Google Cloud Pubsub Exporter
⚠️ This is a community-provided module. It has been developed and extensively tested at Collibra, but it is not officially supported by GCP.
This exporter sends OTLP messages to a Google Cloud Pubsub topic.
The following configuration options are supported:
project (Optional): The Google Cloud Project of the topics.
topic (Required): The topic name to send OTLP data over. The topic name should be a fully qualified resource
name (eg: projects/otel-project/topics/otlp).
compression (Optional): Set the payload compression, only gzip is supported. Default is no compression.
watermark Behaviour of how the ce-time attribute is set (see watermark section for more info)
behavior (Optional): current sets the ce-time attribute to the system clock, earliest sets the attribute to
the smallest timestamp of all the messages.
allow_drift (Optional): The maximum difference the ce-time attribute can be set from the system clock. When the
drift is set to 0, the maximum drift from the clock is allowed (only applicable to earliest).
endpoint (Optional): Override the default Pubsub Endpoint, useful when connecting to the PubSub emulator instance
or switching between global and regional service endpoints.
insecure (Optional): Allows performing “insecure” SSL connections and transfers, useful when connecting to a local
emulator instance. Only has effect if Endpoint is not ""
ordering: Configures the PubSub ordering feature, see
ordering section for more info.
enabled (default = false): Enables the ordering. Default is disabled.
from_resource_attribute (no default): resource attribute that will be used as the ordering key. Required when
ordering.enabled is true. If the resource attribute is missing or has an empty value, the messages will not be
ordered for this resource.
remove_resource_attribute (default = false): if the ordering key resource attribute specified
from_resource_attribute should be removed from the resource attributes.
traces, metrics and logs (Optional): Allows overriding the standard OTLP Protobuf
encoding and the message attributes.
attributes.
encoding (Optional): An encoding extension, if not specified it uses the default Protobuf marshaller.

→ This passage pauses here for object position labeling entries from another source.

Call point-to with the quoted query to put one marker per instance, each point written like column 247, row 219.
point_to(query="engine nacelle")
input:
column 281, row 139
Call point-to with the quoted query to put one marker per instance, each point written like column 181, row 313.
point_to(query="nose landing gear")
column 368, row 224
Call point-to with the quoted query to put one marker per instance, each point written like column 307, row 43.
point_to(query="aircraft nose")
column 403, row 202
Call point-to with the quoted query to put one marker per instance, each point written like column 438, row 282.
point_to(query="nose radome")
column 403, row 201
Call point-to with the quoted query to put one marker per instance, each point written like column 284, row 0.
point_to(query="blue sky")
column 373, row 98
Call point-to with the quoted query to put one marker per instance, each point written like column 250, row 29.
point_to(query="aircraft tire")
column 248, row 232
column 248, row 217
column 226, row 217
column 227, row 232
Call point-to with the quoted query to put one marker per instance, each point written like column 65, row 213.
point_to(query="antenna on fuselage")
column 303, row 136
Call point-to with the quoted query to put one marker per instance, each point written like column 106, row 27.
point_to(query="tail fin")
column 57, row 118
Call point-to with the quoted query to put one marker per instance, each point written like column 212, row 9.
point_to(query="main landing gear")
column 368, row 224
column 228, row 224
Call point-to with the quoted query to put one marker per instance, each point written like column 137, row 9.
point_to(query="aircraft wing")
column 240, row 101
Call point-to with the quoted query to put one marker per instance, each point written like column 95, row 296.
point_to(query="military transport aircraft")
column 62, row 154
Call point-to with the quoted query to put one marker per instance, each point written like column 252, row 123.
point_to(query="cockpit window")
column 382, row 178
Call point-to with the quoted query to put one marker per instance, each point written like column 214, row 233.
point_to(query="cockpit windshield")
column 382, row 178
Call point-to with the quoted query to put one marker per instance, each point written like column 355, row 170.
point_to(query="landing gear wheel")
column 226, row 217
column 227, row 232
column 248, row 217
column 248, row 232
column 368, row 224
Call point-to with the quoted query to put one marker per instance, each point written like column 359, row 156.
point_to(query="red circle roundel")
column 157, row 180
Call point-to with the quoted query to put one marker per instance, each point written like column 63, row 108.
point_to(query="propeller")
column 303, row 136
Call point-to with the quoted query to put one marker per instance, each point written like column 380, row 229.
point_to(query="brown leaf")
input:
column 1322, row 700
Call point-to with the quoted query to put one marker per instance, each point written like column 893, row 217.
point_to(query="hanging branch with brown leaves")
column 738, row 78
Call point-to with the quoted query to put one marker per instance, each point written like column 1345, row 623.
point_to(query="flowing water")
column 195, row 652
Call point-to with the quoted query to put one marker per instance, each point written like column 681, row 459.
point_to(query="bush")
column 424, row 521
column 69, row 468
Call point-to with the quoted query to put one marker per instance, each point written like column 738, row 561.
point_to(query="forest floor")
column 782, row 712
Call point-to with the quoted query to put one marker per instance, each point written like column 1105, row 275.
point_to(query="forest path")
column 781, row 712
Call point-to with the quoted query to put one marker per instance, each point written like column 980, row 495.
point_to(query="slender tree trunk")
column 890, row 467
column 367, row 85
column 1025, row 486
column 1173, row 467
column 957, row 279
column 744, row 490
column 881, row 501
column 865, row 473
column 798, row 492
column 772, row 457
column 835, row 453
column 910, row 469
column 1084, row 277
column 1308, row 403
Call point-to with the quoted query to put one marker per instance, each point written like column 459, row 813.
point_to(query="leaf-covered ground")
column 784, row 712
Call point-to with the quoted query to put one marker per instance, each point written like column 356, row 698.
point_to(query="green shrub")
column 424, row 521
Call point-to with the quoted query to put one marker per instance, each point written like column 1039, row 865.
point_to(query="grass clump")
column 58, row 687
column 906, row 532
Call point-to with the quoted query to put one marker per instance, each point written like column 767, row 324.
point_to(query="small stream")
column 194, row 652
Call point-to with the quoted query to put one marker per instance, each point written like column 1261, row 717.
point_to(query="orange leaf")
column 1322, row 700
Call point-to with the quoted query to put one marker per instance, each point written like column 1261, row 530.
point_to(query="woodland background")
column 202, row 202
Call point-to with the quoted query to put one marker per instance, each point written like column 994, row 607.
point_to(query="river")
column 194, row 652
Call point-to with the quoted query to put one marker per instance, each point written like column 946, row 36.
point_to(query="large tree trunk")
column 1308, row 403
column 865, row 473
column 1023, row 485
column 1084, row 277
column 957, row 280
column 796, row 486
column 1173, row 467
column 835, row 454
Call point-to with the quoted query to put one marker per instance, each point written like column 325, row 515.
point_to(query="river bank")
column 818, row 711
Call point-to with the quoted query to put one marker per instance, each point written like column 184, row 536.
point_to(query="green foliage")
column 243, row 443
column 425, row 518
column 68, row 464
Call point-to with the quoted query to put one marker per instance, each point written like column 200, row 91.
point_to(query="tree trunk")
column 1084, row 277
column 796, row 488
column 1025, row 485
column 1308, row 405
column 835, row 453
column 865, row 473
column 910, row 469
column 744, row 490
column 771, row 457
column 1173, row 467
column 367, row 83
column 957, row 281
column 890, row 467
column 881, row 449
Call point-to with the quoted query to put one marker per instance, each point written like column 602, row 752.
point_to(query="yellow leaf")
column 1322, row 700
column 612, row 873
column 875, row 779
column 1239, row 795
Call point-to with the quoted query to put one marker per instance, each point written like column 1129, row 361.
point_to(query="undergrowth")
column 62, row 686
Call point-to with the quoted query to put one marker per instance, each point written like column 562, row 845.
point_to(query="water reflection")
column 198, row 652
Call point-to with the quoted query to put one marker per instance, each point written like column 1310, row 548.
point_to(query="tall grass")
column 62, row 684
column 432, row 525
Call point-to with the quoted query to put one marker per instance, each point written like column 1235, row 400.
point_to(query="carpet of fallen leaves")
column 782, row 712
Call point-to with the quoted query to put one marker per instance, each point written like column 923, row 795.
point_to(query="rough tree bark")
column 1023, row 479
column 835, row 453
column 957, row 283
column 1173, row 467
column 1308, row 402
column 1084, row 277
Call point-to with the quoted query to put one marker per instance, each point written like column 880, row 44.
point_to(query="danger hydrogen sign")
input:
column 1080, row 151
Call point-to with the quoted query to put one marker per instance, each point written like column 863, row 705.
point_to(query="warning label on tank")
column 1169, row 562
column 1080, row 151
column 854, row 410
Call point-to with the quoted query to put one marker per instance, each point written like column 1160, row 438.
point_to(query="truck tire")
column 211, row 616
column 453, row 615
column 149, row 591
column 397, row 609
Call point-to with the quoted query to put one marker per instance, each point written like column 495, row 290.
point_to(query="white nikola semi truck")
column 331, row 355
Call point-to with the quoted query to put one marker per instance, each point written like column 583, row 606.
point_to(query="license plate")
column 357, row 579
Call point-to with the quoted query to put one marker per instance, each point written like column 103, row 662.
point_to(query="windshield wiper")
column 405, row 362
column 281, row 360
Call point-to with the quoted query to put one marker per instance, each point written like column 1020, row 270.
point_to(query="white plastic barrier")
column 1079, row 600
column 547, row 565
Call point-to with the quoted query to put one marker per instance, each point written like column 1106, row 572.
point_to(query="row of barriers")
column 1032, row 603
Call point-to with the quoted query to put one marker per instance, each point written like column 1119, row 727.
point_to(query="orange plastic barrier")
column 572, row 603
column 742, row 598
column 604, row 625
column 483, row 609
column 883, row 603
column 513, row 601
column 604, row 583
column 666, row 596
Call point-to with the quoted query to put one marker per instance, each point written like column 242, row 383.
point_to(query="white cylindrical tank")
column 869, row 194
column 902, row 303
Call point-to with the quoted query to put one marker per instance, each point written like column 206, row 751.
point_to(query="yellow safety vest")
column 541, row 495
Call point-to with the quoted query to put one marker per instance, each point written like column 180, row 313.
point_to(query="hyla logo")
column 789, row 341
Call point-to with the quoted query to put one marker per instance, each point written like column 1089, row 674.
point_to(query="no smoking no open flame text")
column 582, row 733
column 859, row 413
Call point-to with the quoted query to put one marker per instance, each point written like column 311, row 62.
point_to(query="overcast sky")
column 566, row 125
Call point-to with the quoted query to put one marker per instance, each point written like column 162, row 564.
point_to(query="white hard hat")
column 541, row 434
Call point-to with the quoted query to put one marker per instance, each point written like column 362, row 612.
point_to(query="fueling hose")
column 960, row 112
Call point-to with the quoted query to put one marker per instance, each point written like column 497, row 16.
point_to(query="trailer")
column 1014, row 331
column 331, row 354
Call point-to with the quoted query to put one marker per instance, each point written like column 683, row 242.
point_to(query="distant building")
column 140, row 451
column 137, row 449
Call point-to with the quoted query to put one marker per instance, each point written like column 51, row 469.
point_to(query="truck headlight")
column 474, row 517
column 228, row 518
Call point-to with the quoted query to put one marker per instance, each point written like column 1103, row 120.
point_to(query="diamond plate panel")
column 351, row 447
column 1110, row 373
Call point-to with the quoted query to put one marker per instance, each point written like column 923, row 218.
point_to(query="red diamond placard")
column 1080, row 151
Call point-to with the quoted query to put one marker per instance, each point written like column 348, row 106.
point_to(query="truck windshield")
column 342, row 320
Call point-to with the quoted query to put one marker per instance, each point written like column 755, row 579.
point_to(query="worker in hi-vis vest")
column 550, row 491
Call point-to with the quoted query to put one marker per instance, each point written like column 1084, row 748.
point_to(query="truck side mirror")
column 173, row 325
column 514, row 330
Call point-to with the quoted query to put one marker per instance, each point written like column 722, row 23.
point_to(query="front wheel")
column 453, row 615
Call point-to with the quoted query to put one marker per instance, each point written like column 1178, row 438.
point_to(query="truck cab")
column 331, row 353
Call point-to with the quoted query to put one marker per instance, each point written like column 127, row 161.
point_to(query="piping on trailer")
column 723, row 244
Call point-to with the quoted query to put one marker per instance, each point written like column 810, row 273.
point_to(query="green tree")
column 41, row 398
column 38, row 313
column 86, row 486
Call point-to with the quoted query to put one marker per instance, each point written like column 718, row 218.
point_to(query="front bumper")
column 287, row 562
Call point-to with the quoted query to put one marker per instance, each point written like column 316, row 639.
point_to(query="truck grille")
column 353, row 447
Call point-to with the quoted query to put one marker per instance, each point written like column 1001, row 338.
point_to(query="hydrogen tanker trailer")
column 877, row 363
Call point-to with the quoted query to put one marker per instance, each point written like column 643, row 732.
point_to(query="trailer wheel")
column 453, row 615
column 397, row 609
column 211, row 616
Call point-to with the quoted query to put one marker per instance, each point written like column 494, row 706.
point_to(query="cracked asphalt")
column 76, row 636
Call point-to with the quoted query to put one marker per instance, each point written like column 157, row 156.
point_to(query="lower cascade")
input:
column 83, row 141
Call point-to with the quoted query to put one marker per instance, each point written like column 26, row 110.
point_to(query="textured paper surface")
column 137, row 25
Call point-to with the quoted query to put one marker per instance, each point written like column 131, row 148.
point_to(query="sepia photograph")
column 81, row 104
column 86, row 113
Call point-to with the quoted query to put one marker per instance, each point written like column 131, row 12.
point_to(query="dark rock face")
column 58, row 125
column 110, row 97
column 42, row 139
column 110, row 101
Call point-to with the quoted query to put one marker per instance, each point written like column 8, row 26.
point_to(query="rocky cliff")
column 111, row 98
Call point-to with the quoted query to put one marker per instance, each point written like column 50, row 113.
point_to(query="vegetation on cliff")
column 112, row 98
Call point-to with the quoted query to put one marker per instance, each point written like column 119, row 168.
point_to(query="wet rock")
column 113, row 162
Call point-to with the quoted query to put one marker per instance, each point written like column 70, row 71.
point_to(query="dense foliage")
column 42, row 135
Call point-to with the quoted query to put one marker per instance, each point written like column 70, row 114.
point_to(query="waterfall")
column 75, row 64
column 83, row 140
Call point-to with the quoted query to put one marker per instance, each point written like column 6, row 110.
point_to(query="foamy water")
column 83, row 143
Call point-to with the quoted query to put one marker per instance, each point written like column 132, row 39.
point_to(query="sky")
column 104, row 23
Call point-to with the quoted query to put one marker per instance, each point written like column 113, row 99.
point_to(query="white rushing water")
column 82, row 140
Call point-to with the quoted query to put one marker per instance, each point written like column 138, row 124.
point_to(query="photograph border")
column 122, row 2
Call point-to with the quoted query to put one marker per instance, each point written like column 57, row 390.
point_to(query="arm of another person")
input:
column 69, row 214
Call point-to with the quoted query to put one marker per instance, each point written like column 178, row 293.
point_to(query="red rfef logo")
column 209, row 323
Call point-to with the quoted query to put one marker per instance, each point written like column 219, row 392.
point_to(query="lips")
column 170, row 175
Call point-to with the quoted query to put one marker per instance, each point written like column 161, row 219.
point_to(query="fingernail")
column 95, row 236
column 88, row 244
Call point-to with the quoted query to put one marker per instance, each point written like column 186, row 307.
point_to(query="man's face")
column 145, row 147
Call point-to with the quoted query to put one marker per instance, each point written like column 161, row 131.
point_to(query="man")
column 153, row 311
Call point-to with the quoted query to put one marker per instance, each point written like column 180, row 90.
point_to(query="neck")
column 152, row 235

attributes (Optional): Attributes that will be added to the Pub/Sub message.
exporters:
googlecloudpubsub:
project: my-project
topic: projects/my-project/topics/otlp-traces
Pubsub topic
The Google Cloud Pubsub exporter doesn't automatically create topics, it expects the topic
to be created upfront. Security wise it's best to give the collector its own service account and give the
topic Pub/Sub Publisher permission.
Messages
The message published on the topic are CloudEvent compliance and uses the binary content mode
defined in the
Google Cloud Pub/Sub Protocol Binding for CloudEvents
.
The data field is either a ExportTraceServiceRequest, ExportMetricsServiceRequest or ExportLogsServiceRequest for
traces, metrics or logs respectively. Each message is accompanied by the following attributes:
| attributes |
description |
| ce-specversion |
Follow version 1.0 of the CloudEvent spec |
| ce-source |
The source is this /opentelemetry/collector/googlecloudpubsub/<version> exporter |
| ce-id |
a random UUID to uniquely define the message |
| ce-time |
a watermark indicating when the events, encapsulated in the OTLP message, where generated. The behavior will depend on the watermark setting in the configuration |
| ce-type |
depending on the data org.opentelemetry.otlp.traces.v1, org.opentelemetry.otlp.metrics.v1 or org.opentelemetry.otlp.logs.v1 |
| content-type |
the content type is application/protobuf |
| content-encoding |
indicates that payload is compressed. Only gzip compression is supported |
Compression
By default, the messages are not compressed. By compressing the messages, the cost of Pubsub can be reduced to
up to 20% of the cost. This can be done by setting the compression to gzip.
exporters:
googlecloudpubsub:
project: my-project
topic: projects/my-project/topics/otlp-traces
compression: gzip
The exporter will add the content-encoding attribute to the message. The receiver will look at this attribute
to detect the compression that is used on the payload.
Only gzip is supported.
Watermark
A watermark is a threshold that indicates where streaming processing frameworks (like Apache Beam) expects all the
data in a window to have arrived. If new data arrives with a timestamp that's in the window but older than the
watermark, the data is considered late data. The watermark section will change the behaviour of the ce-time
attribute of the message. If you don't use such frameworks you can ignore the section and the ce-time will
be set to the current time, but to have a more reliable watermark behaviour in such streaming it's better to set
the ce-time attribute to the earliest timestamp of the messages embedded in the Pubsub message.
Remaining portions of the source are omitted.